Aslında yaşamınıza Amerika’da devam ediyorsunuz. İstanbul’da aile ziyareti için geldiniz sanırım, değil mi?

Evet, tamamıyla. Ben buraya senede bir veya iki defa geliyorum. Eşimin ailesi burada, benimkiler burada. Artık çok daha sık gelmeye başladık çünkü herkes torun hasretiyle yanıp tutuşuyor. Ben de işlerimi ayarladıkça buraya geliyorum. Yaklaşık 17 yıldır fiilen Amerika’nın New York eyaletinde yaşıyorum. Grafik tasarım ve reklamcılık alanında da çalışıyorum.

Ankara doğumlusunuz, daha sonra İstanbul ve ardından da New York’a taşındınız. Bu değişim, dönüşüm, önce burada ve ardından orada çalışma süreciniz… Tüm bunlar üretim pratiğinizi nasıl etkiledi? Şehirlerin üretme pratiğinize etkisi nasıl oldu?

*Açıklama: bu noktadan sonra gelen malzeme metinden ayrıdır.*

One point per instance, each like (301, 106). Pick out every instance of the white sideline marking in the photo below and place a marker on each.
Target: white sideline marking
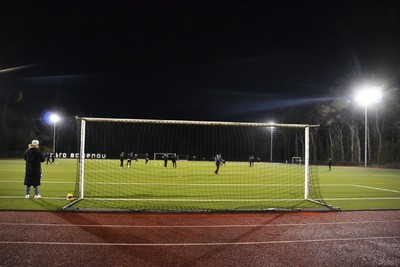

Evet benim için de bu süreç çok enteresandır. Bu süreci de ben de görerek yaşamaya başladım. Sizin de söylediğiniz gibi Ankara’da doğdum, belli bir süre sonra İstanbul’a geldim. Sizin de söylediğiniz gibi Ankara’da doğdum, ufak yaşlarda ailemle beraber İstanbul’a geldim. Bütün okul hayatım İstanbul’da geçti. Güzel sanatlar fakültesinden mezun olduktan sonra reklam sektörü ile iş hayatına baslangıç yaptım. Grafiker olarak başladım ve sanat direktörlüğüne kadar yükseldim. Ama işte o zamanlar Türkiye’de bulamadığım, profesyonel olarak tam anlamıyla tatmin olamadığım bir takım şeyler vardı. O zamanki düşüncelerimde de sık sık yurt dışına çıkma fikri ağır basmaya başlamıştı. 26 yaşında tamamen çılgınca bir karar verip hayatıma sıfırdan başlamak üzere New York’a gittim. Belki biraz klişe bir tabir olacak ama, yolu gurbete düşen pek çok insan gibi ben de çok zor zamanlardan geçtim. 17 sene içerisinde bir yandan yabancı bir ülkeye sosyal anlamda entegre olmaya yani uyum sağlamaya çalışırken, aynı zamanda da nereden geldiğimi de unutmadan, bu iki coğrafi konumun hem pozitif hem de negatif yanlarını sıklıkla hissettim. Biraz geri çekilip büyük resme baktığım ve tüm yaşadıklarımı tartıya koyduğum zaman ise pozitif kısımlar her zaman daha ağır bastı. Şu anda bu optimist duyguyu iç dünyamda daha çok büyüterek ilerliyorum ve bu durumun yansımaları da ifa ettiğim sanatımda da yavaş yavaş görülmeye başladı. Bu benim için açıkçası şu an için çok keyif verici bir durum olarak gözüküyor.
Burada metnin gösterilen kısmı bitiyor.